Hoffman is well known as a co-founder of the Yippies, who used creative guerrilla theater to encourage people to question the authoritarian grip that led the US into a war in Vietnam. (Hoffman and other anti-war protestors were intuitively right about the egregious nature of the Vietnam war, though it was not yet known that it was obscenely risking boys' lives to protect the American heroin supply, a fact that still needs to be discussed even more than Hillary Clinton's email.) In 1968 the Yippies went to the Democratic National Convention in Chicago to hold a festival that would provide a kind of karmic counterbalance to "the Convention of Death" inside the International Ampitheater. Although the Yippies had planned a peaceful festival of theater and music, Mayor Richard Daley feared they would disrupt the war mongering in the hall, so he sent his police force in riot gear to gas and club the Yippies in their heads. Prominent participants in the ensuing riots, including Hoffman, were arrested for crossing state lines to incite rioting, and this group became known as the Chicago Eight then the Chicago Seven as Bobby Seale was separated to be tried separately. The Chicago Seven mocked the judicial farce in the courtroom, spawned excellent journalistic appeal. The trial received national coverage, often on the front pages of major newspapers. The defendants were found guilty, but the verdict was successfully appealed.
"Hoffman was arrested August 28, 1973 on drug charges for intent to sell and distribute cocaine. He always maintained that undercover police agents entrapped him into a drug deal and planted suitcases of cocaine in his office. In the spring of 1974, Hoffman skipped bail, underwent cosmetic surgery to alter his appearance, and hid from authorities for several years, abandoning his family in the process" (Wikipedia). Hoffman lived as Barry Freed in a private resort along the St Lawrence River, for which, despite his low profile, he campaigned to keep clean. After seven years on the lam, exhausted by paranoia and maintaining a cover, Hoffman turned himself in but received only a year's sentence, of which he had to serve only four months.

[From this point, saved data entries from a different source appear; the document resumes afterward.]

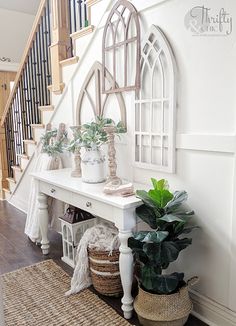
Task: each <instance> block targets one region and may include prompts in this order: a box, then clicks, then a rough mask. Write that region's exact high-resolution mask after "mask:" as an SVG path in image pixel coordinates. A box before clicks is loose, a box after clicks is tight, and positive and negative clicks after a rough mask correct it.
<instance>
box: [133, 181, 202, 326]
mask: <svg viewBox="0 0 236 326" xmlns="http://www.w3.org/2000/svg"><path fill="white" fill-rule="evenodd" d="M152 184H153V188H154V189H151V190H149V191H148V192H146V191H144V190H138V191H137V192H136V194H137V196H138V197H139V198H140V199H142V202H143V204H142V205H141V206H139V207H138V208H137V209H136V214H137V217H139V218H140V219H141V220H143V221H144V222H145V223H147V224H148V225H149V227H150V228H151V229H152V231H140V232H137V233H134V234H133V237H131V238H129V247H130V248H131V249H132V251H133V253H134V258H135V276H136V278H137V280H138V284H139V293H138V295H137V297H136V298H135V302H134V309H135V311H136V312H137V314H138V317H139V321H140V323H141V324H142V325H147V326H154V325H163V326H164V325H168V326H181V325H184V324H185V322H186V321H187V319H188V316H189V314H190V312H191V310H192V303H191V300H190V298H189V294H188V287H189V286H190V285H193V284H194V283H195V282H196V281H197V280H198V278H197V277H193V278H192V279H191V280H189V281H188V282H187V283H186V282H185V281H184V273H177V272H175V273H171V274H168V273H166V271H165V270H166V269H167V268H168V267H169V264H170V263H172V262H174V261H175V260H176V259H177V258H178V256H179V253H180V251H181V250H183V249H185V248H187V247H188V246H189V245H190V244H191V243H192V239H191V238H188V237H183V235H186V234H188V233H190V232H191V231H192V230H193V229H194V228H196V226H190V225H189V220H190V218H191V217H192V216H193V215H194V212H193V211H192V210H190V211H187V210H186V209H185V208H184V207H183V203H184V202H185V201H186V200H187V197H188V196H187V193H186V191H176V192H174V193H171V192H170V191H169V189H168V183H167V181H166V180H164V179H162V180H159V181H157V180H156V179H152Z"/></svg>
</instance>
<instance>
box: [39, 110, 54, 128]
mask: <svg viewBox="0 0 236 326" xmlns="http://www.w3.org/2000/svg"><path fill="white" fill-rule="evenodd" d="M52 115H53V111H41V122H42V123H43V124H44V125H46V124H47V123H49V121H50V119H51V117H52Z"/></svg>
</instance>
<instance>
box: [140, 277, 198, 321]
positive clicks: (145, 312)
mask: <svg viewBox="0 0 236 326" xmlns="http://www.w3.org/2000/svg"><path fill="white" fill-rule="evenodd" d="M197 280H198V278H193V279H191V280H190V281H189V282H188V284H187V285H185V286H183V287H182V288H181V289H180V290H179V292H177V293H174V294H168V295H159V294H152V293H149V292H146V291H144V290H143V289H142V288H140V287H139V293H138V295H137V297H136V298H135V301H134V309H135V311H136V313H137V315H138V318H139V321H140V324H141V325H143V326H182V325H184V324H185V323H186V321H187V319H188V317H189V314H190V312H191V310H192V302H191V300H190V297H189V292H188V289H189V285H193V284H194V283H196V282H197Z"/></svg>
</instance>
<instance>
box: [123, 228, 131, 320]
mask: <svg viewBox="0 0 236 326" xmlns="http://www.w3.org/2000/svg"><path fill="white" fill-rule="evenodd" d="M131 236H132V233H131V231H123V230H119V238H120V242H121V245H120V261H119V264H120V277H121V283H122V287H123V291H124V296H123V298H122V299H121V302H122V307H121V308H122V310H123V312H124V317H125V318H126V319H130V318H131V317H132V312H133V301H134V299H133V297H132V295H131V289H132V282H133V255H132V250H131V249H130V248H129V247H128V238H129V237H131Z"/></svg>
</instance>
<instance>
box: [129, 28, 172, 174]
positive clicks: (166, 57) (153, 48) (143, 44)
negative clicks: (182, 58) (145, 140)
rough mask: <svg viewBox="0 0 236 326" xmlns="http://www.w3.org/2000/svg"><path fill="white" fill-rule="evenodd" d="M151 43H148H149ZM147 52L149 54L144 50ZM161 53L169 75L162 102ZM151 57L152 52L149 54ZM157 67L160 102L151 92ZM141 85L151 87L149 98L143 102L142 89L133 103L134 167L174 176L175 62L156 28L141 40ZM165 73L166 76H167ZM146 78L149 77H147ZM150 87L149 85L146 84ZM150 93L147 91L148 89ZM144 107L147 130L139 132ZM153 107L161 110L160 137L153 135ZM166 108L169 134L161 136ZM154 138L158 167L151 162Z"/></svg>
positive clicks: (161, 74) (164, 36) (150, 30)
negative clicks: (134, 109)
mask: <svg viewBox="0 0 236 326" xmlns="http://www.w3.org/2000/svg"><path fill="white" fill-rule="evenodd" d="M150 39H151V41H150ZM156 42H157V44H158V46H159V50H158V47H157V46H155V44H156ZM147 48H148V50H147ZM151 51H154V52H155V60H154V63H153V65H152V67H151V64H150V62H149V55H150V53H151ZM161 53H163V54H164V56H165V58H166V63H167V67H168V71H169V84H168V89H169V91H168V94H169V95H168V98H165V92H166V90H165V77H166V76H165V74H166V71H165V70H164V67H163V64H162V62H161V61H160V54H161ZM152 56H153V52H152ZM156 64H158V65H159V68H160V74H161V76H160V77H161V90H162V91H161V96H160V98H153V89H154V87H155V85H154V83H153V74H154V69H155V65H156ZM140 66H141V84H142V88H143V87H144V85H147V84H145V83H150V87H151V98H144V99H142V89H141V90H140V91H138V92H136V99H135V135H134V154H133V157H134V164H135V166H137V167H140V168H145V169H151V170H157V171H161V172H169V173H174V172H175V152H176V149H175V138H176V63H175V59H174V55H173V52H172V49H171V46H170V44H169V42H168V40H167V38H166V37H165V35H164V34H163V32H162V31H161V29H160V28H158V27H157V26H154V25H152V26H151V27H150V29H149V30H148V32H147V34H146V35H145V37H144V40H143V42H142V50H141V61H140ZM145 67H148V69H149V70H150V71H151V80H146V79H147V78H145V75H144V69H145ZM168 71H167V72H168ZM148 77H150V75H149V74H148ZM148 85H149V84H148ZM149 89H150V88H149ZM144 103H146V104H145V105H147V104H149V107H150V110H149V117H145V119H150V130H148V131H145V132H143V131H142V123H143V121H142V117H143V114H142V108H143V105H144ZM154 103H160V106H161V121H160V124H161V130H160V133H154V132H153V123H155V121H153V110H154V109H153V107H154ZM165 104H167V105H168V131H167V132H164V114H165V112H164V109H165ZM144 137H148V138H146V139H149V143H148V144H144ZM154 137H156V139H158V137H159V138H160V146H156V147H158V148H160V164H157V163H154V162H153V151H154V147H153V146H154V144H153V140H154ZM166 138H167V143H168V147H167V155H166V157H165V158H166V159H167V164H166V163H165V162H164V154H163V153H164V151H165V148H166V147H165V144H164V141H165V139H166ZM144 146H146V150H147V148H148V150H147V152H148V156H149V158H148V159H146V160H144V159H143V153H144Z"/></svg>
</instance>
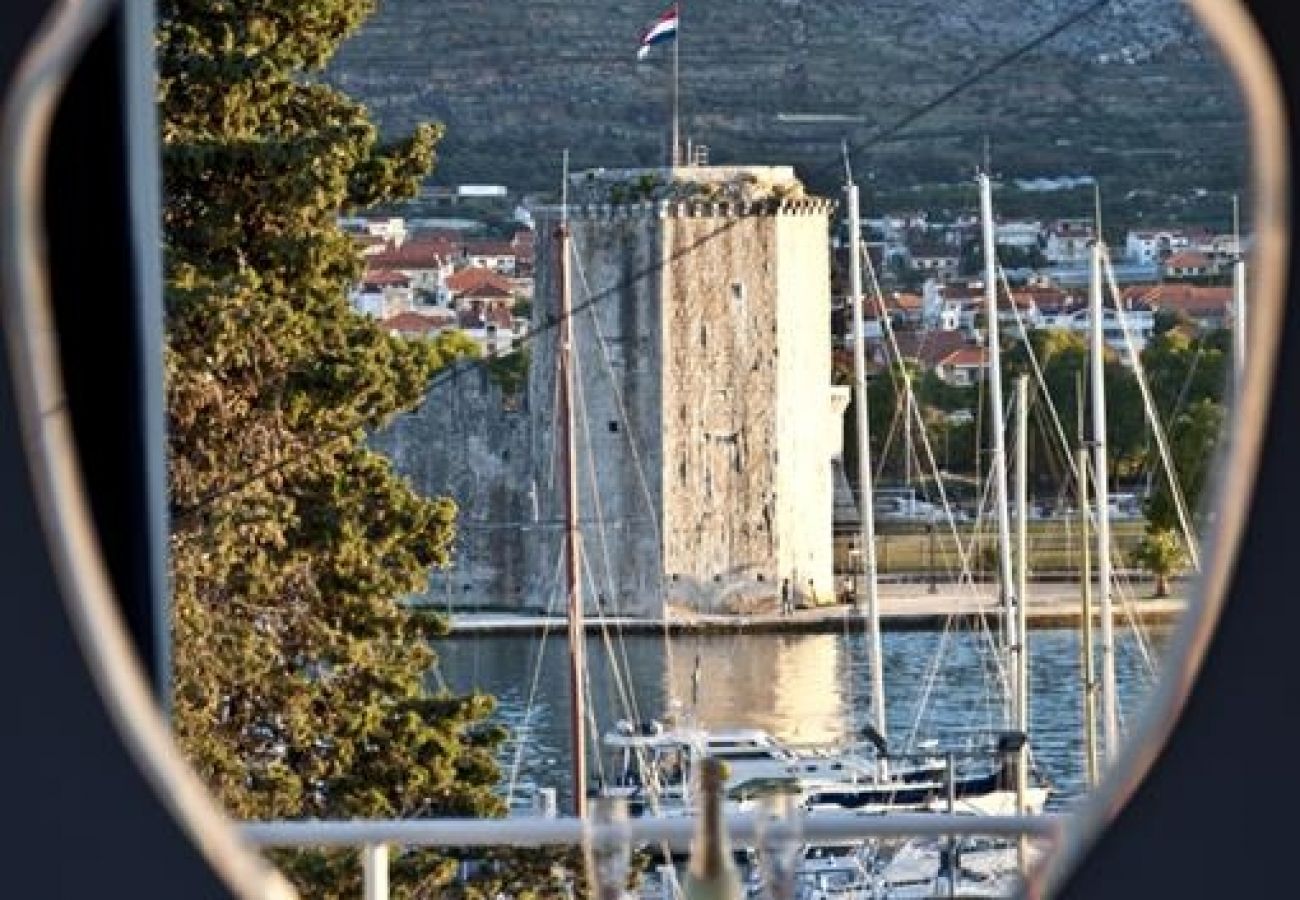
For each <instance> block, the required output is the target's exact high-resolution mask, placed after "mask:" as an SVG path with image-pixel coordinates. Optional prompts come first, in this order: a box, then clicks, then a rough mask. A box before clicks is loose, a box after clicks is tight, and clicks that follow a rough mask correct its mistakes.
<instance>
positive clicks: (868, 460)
mask: <svg viewBox="0 0 1300 900" xmlns="http://www.w3.org/2000/svg"><path fill="white" fill-rule="evenodd" d="M845 190H846V194H848V215H849V221H850V229H849V233H850V256H852V259H853V260H854V264H853V267H852V268H850V273H852V282H853V284H852V294H853V298H854V302H853V313H854V317H855V325H854V332H855V334H862V330H863V329H862V306H861V304H862V298H863V290H862V273H861V268H859V267H861V234H859V232H858V228H857V222H858V220H859V215H858V195H857V186H855V185H854V183H853V181H852V176H850V177H849V178H848V183H846V189H845ZM863 352H865V351H863V346H862V342H861V341H855V350H854V365H855V382H857V384H855V386H857V391H858V397H859V402H858V404H857V429H858V446H859V447H861V451H859V460H858V463H859V481H861V485H862V490H861V494H862V503H861V507H862V514H861V516H859V522H861V528H862V533H861V546H862V553H861V559H862V561H863V568H862V571H861V572H859V584H858V589H857V592H855V593H857V596H858V597H863V598H865V600H866V609H865V610H863V615H865V616H866V620H867V635H868V648H870V649H868V661H870V667H871V697H872V701H871V718H872V722H870V723H867V724H866V727H865V728H863V736H865V737H866V739H867V741H868V743H870V744H872V745H874V749H875V753H874V754H865V753H861V752H859V749H861V745H859V744H854V745H853V747H852V748H849V749H848V750H842V749H839V750H828V749H819V750H816V752H809V750H802V749H798V750H797V749H794V748H790V747H787V745H784V744H783V743H781V741H779V740H776V739H775V737H772V736H771V735H768V734H767V732H763V731H761V730H753V728H750V730H723V731H719V730H705V728H698V727H694V726H690V724H677V726H673V727H668V726H664V724H662V723H655V722H647V723H636V722H630V721H624V722H621V723H620V724H619V726H617V727H616V728H615V730H612V731H611V732H608V734H606V735H604V737H603V743H604V745H606V747H607V748H610V749H612V750H614V753H615V760H614V766H612V773H614V774H612V778H611V780H610V783H608V784H606V786H603V787H602V792H604V793H608V795H612V796H623V797H627V799H628V800H629V801H630V802H632V804H633V812H634V813H636V812H651V810H656V809H658V810H664V809H667V810H681V809H684V808H689V806H690V802H692V799H690V792H689V791H690V773H692V771H693V770H694V767H695V765H698V761H699V758H702V757H703V756H718V757H720V758H724V760H727V761H728V762H729V763H731V766H732V776H731V779H729V780H728V784H727V788H728V793H729V796H731V799H732V800H733V801H735V802H737V804H744V802H746V801H753V800H757V799H758V797H761V796H763V795H764V793H770V792H793V793H796V795H797V796H798V797H800V801H801V802H802V805H803V806H805V808H807V809H853V810H859V812H865V813H866V812H870V813H888V812H904V810H935V812H943V810H946V809H949V808H950V805H949V804H950V802H953V801H956V804H957V806H958V808H959V809H962V810H963V812H970V813H979V814H998V813H1000V814H1006V813H1010V812H1014V810H1017V809H1021V808H1026V806H1027V808H1028V810H1030V812H1041V809H1043V805H1044V804H1045V800H1047V789H1045V788H1041V787H1035V788H1032V789H1031V791H1030V792H1028V795H1026V793H1024V791H1023V789H1022V791H1021V793H1019V795H1018V793H1017V784H1018V776H1017V774H1015V773H1017V770H1018V769H1023V767H1024V763H1023V762H1019V763H1018V762H1017V760H1018V758H1019V756H1021V754H1023V750H1022V749H1021V748H1022V747H1023V737H1019V736H1018V735H1017V734H1013V732H1008V734H1004V735H1000V736H998V737H997V740H996V743H993V744H992V745H989V747H987V748H985V750H984V753H987V754H988V756H991V757H992V758H995V760H996V766H995V769H993V770H992V771H983V773H976V774H963V775H962V776H958V775H957V773H956V771H954V770H953V766H952V765H950V763H949V761H948V760H945V757H944V756H943V754H937V753H933V752H930V750H926V752H922V753H920V754H917V756H904V754H896V753H893V752H892V750H891V747H889V741H888V731H887V715H885V695H884V668H883V654H881V637H880V618H879V597H878V587H876V564H875V535H874V522H872V509H871V506H872V505H871V502H870V498H871V496H872V490H871V459H870V443H868V440H870V434H868V433H867V428H868V419H867V410H866V376H865V368H866V367H865V358H863ZM1004 493H1005V492H1004ZM1004 507H1005V505H1004ZM1004 520H1005V516H1004ZM1004 531H1005V529H1004ZM1008 557H1009V550H1008ZM1008 571H1009V566H1008ZM1008 583H1009V581H1008ZM1022 732H1023V730H1022ZM966 756H967V754H965V753H963V754H962V757H966ZM982 756H983V753H982ZM1026 797H1027V800H1026Z"/></svg>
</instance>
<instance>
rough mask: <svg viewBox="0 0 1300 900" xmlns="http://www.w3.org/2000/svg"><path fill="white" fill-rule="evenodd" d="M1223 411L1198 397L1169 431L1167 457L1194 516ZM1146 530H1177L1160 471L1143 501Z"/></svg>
mask: <svg viewBox="0 0 1300 900" xmlns="http://www.w3.org/2000/svg"><path fill="white" fill-rule="evenodd" d="M1223 419H1225V410H1223V404H1222V403H1216V402H1214V401H1212V399H1209V398H1203V399H1199V401H1196V402H1195V403H1192V404H1191V407H1190V408H1188V410H1187V411H1186V412H1183V414H1180V415H1179V416H1178V417H1177V419H1174V424H1173V427H1171V428H1170V429H1169V443H1170V455H1171V457H1173V460H1174V471H1175V473H1177V479H1178V484H1179V486H1180V488H1182V492H1183V498H1184V499H1186V501H1187V509H1188V510H1190V511H1191V512H1192V514H1193V515H1195V514H1196V512H1197V510H1199V509H1200V505H1201V499H1203V496H1204V493H1205V485H1206V483H1208V481H1209V473H1210V464H1212V463H1213V462H1214V458H1216V454H1217V450H1218V443H1219V440H1221V437H1222V434H1223ZM1145 506H1147V522H1148V531H1149V532H1151V533H1156V532H1158V531H1162V529H1174V528H1178V527H1179V522H1178V506H1177V505H1175V501H1174V497H1173V494H1171V493H1170V489H1169V479H1167V477H1166V473H1165V472H1164V471H1161V473H1160V476H1158V477H1157V479H1156V485H1154V488H1153V489H1152V493H1151V497H1148V498H1147V505H1145Z"/></svg>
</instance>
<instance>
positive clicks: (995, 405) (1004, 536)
mask: <svg viewBox="0 0 1300 900" xmlns="http://www.w3.org/2000/svg"><path fill="white" fill-rule="evenodd" d="M976 181H978V182H979V205H980V217H982V220H983V224H984V298H985V306H984V308H985V317H987V319H988V323H987V337H985V339H984V343H985V347H987V349H988V393H989V402H991V404H992V419H993V423H992V430H993V459H992V462H991V466H992V475H993V505H995V507H996V509H997V546H998V554H997V555H998V563H1000V572H1001V577H1000V580H1001V590H1002V620H1004V623H1005V632H1006V653H1008V667H1006V672H1008V678H1009V679H1014V678H1015V672H1017V670H1018V663H1017V657H1018V655H1019V652H1021V645H1019V635H1018V633H1017V615H1015V602H1017V601H1015V587H1014V584H1013V581H1011V525H1010V522H1009V519H1010V507H1009V505H1008V493H1006V433H1005V430H1004V429H1005V419H1004V417H1002V352H1001V345H1000V341H998V334H997V255H996V254H997V251H996V242H995V238H993V187H992V183H991V182H989V177H988V173H983V172H982V173H980V174H979V176H978V178H976ZM1013 303H1014V300H1013ZM1013 691H1014V688H1013Z"/></svg>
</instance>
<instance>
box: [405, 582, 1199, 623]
mask: <svg viewBox="0 0 1300 900" xmlns="http://www.w3.org/2000/svg"><path fill="white" fill-rule="evenodd" d="M428 609H430V610H432V611H433V610H437V607H428ZM1114 609H1115V624H1117V626H1118V627H1121V628H1122V627H1125V626H1127V624H1130V622H1132V620H1136V622H1140V623H1141V624H1144V626H1167V624H1173V623H1175V622H1178V619H1179V616H1182V614H1183V611H1184V610H1186V609H1187V601H1186V600H1183V598H1180V597H1170V598H1165V600H1152V598H1151V590H1149V585H1147V584H1143V583H1139V584H1138V585H1136V590H1134V592H1132V594H1128V593H1127V592H1126V593H1125V596H1117V597H1115V601H1114ZM437 611H441V610H437ZM1001 618H1002V610H1001V605H1000V601H998V598H997V594H996V593H995V592H993V590H992V587H991V585H987V584H984V585H974V587H967V588H963V589H958V588H956V587H954V585H952V584H948V585H939V588H937V590H936V592H935V593H931V592H930V587H928V585H927V584H924V583H914V584H884V585H880V627H881V629H883V631H939V629H943V628H945V627H969V626H974V624H979V622H980V620H983V622H985V623H987V624H988V626H989V627H991V628H996V627H998V626H1000V624H1001ZM1026 618H1027V620H1028V626H1030V628H1076V627H1079V624H1080V622H1082V619H1083V610H1082V602H1080V600H1079V589H1078V585H1073V584H1060V583H1047V584H1044V583H1037V584H1031V585H1030V602H1028V607H1027V609H1026ZM1093 619H1095V622H1097V623H1100V615H1099V614H1097V602H1096V592H1095V593H1093ZM450 624H451V635H473V636H506V635H532V633H541V632H543V631H551V632H556V631H562V629H563V628H564V627H565V619H564V618H563V616H558V615H550V616H547V615H538V614H529V613H517V611H464V613H458V611H452V613H451V615H450ZM866 624H867V616H866V610H865V609H858V607H855V606H853V605H852V603H835V605H826V606H815V607H803V609H798V610H796V611H794V613H790V614H785V615H783V614H781V613H779V611H777V610H775V609H771V610H768V609H764V610H755V611H746V613H712V614H710V613H697V611H693V610H684V609H679V607H671V609H669V613H668V615H667V616H666V618H663V619H650V618H637V616H601V615H597V614H594V613H588V619H586V629H588V632H589V633H590V632H595V633H599V632H601V629H603V628H611V629H616V631H621V632H623V633H625V635H629V633H642V635H708V633H740V632H745V633H781V635H801V633H809V635H811V633H842V632H859V631H866Z"/></svg>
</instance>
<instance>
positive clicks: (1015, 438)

STEAL THIS BOOK was probably the only best seller not to make a profit because most people did indeed steal this book. Bookstores often refused to carry it, but it nevertheless became a cult classic. The movie is available on Amazon Prime for a few bucks, so last night I checked out the trailer. Sometimes Amazon's movies don't have proper trailers, so instead they show two or three minutes from the movie. The trailer started at the beginning of the movie with the production company logo, the actors' credits, crew credits, right down to the director. Then came the whole movie. This "preview" included the whole movie at no charge. Now I realize few people are so fastidiously honest that they would stop watching after three minutes and refuse to take advantage of the malfunctioning machinery of on-demand trailer watching. But oh gentle reader, I did not stop. I did not even hesitate. I stole this movie. (Hint: if you look carefully in a common way, you might find a way to steal this book even now.)